Graeme MacLeod, Partner and litigation specialist at CMS

There is now growing speculation that the Scottish Civil Justice Council (SCJC) will also adopt ‘opt-out’ mechanisms, which automatically include any individual potentially connected with a claim in a class action unless they choose to be excluded. Compared with ‘opt-in’ measures, allowing an ‘opt-out’ approach to proceedings can radically increase the exposure for any company or organisation facing a lawsuit.

The Merricks v Mastercard claim, being pursued in the UK Competition Appeal Tribunal using an opt-out mechanism, is seeking £14bn of damages on behalf of 46.2 million individuals.

In the current ‘opt-in’ lawsuit over emissions tests being pursued in Scottish courts against Volkswagen, it’s been reported that the car manufacturer is facing around £20m in claims from 5,000 individuals. It is thought this potential liability would rise to around £400m, involving an estimated 100,000 individuals, if the case were operating with an ‘opt-out’ mechanism and starting with 100% participation.

The potentially punitive financial impact associated with these measures has now led to a group of business and legal bodies representing interests in Scotland, Europe and the US to urge caution in moving towards the introduction of ‘opt-out’ class actions in Scottish courts.

Last week, four organisations – the Scottish Chambers of Commerce, European Justice Forum, BritishAmerican Business and the US Chamber Institute of Legal Reform – sent a joint letter to the SCJC and Scottish Government raising their concerns over ‘opt-out’ legislation and called for further consultation on the matter.

The four signatories are calling for a cautious approach to avoid the introduction of new rules that could create a ‘litigation culture’ in Scotland that could damage the economy and enrich litigation funders and law firms at the expense of businesses and other organisations.

They have warned that ill-considered ‘opt-out’ class action legislation could dramatically increase the volume of litigation and affect the distribution of damages. To illustrate that specific point they cited a recent study from the US Federal Trade Commission which reported that just nine per cent of recoveries from these type of lawsuits go into the pockets of consumers.

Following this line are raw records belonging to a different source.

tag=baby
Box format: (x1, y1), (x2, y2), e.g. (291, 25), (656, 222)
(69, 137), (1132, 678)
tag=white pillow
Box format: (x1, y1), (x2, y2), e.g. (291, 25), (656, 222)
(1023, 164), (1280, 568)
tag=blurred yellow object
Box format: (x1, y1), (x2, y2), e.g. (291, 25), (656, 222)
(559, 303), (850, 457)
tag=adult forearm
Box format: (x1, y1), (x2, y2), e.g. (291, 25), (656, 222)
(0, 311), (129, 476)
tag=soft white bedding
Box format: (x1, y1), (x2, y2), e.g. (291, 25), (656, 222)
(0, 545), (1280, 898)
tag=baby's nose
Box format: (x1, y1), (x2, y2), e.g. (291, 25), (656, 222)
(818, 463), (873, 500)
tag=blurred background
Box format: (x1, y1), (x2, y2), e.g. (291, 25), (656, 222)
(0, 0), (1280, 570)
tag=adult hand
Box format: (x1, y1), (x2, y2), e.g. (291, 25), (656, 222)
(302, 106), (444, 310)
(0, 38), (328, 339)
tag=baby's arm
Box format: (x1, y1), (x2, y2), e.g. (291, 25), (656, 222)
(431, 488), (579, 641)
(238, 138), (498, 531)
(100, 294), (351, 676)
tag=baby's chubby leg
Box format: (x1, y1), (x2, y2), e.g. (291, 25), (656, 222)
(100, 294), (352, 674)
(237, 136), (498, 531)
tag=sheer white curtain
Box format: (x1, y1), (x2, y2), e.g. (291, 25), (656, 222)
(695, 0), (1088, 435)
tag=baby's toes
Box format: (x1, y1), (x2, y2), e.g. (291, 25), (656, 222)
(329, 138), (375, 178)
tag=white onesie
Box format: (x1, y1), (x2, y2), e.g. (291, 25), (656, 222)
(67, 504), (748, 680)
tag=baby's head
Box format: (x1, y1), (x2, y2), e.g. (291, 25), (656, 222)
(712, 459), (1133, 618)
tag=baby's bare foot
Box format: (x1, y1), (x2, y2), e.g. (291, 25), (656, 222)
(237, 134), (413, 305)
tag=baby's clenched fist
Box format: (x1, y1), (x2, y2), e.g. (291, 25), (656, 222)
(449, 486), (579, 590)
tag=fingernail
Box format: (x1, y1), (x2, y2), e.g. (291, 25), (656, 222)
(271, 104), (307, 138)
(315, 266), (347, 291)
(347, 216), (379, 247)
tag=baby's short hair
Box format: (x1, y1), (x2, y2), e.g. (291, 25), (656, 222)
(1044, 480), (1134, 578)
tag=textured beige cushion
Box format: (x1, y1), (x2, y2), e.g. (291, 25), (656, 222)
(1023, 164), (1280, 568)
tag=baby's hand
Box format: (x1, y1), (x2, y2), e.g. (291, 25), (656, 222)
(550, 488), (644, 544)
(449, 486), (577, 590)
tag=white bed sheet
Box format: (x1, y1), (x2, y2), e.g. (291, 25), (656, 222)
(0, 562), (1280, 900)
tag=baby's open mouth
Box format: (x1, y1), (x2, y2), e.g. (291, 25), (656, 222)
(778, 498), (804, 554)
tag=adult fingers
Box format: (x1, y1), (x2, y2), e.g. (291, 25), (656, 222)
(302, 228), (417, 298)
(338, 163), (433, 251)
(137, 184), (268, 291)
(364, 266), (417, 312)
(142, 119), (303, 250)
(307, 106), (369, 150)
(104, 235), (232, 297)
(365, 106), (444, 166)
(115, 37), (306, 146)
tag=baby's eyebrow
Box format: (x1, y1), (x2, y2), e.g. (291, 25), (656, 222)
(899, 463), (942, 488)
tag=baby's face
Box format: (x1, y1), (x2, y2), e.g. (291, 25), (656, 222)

While it’s essential that Scottish courts continue to provide an effective avenue for safeguarding consumer rights, it’s also important to retain a strong sense of proportion. Echoing the sentiments of these four groups petitioning the SCJC on this matter, it’s vital that any moves to introduce an ‘opt-out’ class action mechanism are accompanied by supporting legislation that is properly balanced and would not encourage unmeritorious claims.

As their prominence continues to grow in other neighbouring jurisdictions, the rise of ‘opt-out’ class action lawsuits needs to be closely monitored. If these are approved for use within Scottish courts, beyond the competition law sphere, it will considerably amplify the potential exposure to businesses and other organisations which can arise from the likes of data breach, product liability, and employee claims.

While the SCJC ran a limited consultation prior to bringing the ‘opt-in’ mechanism into force last summer, introducing an ‘opt-out’ regime brings far greater complexity.

The passing of the 2018 Act makes it likely that we will see an ‘opt-out’ mechanism brought into force in Scotland at some point. Given the financial and economic implications of such a move, the call for a wider public consultation is a reasonable and very sensible course of action that should help strike the right balance going forward.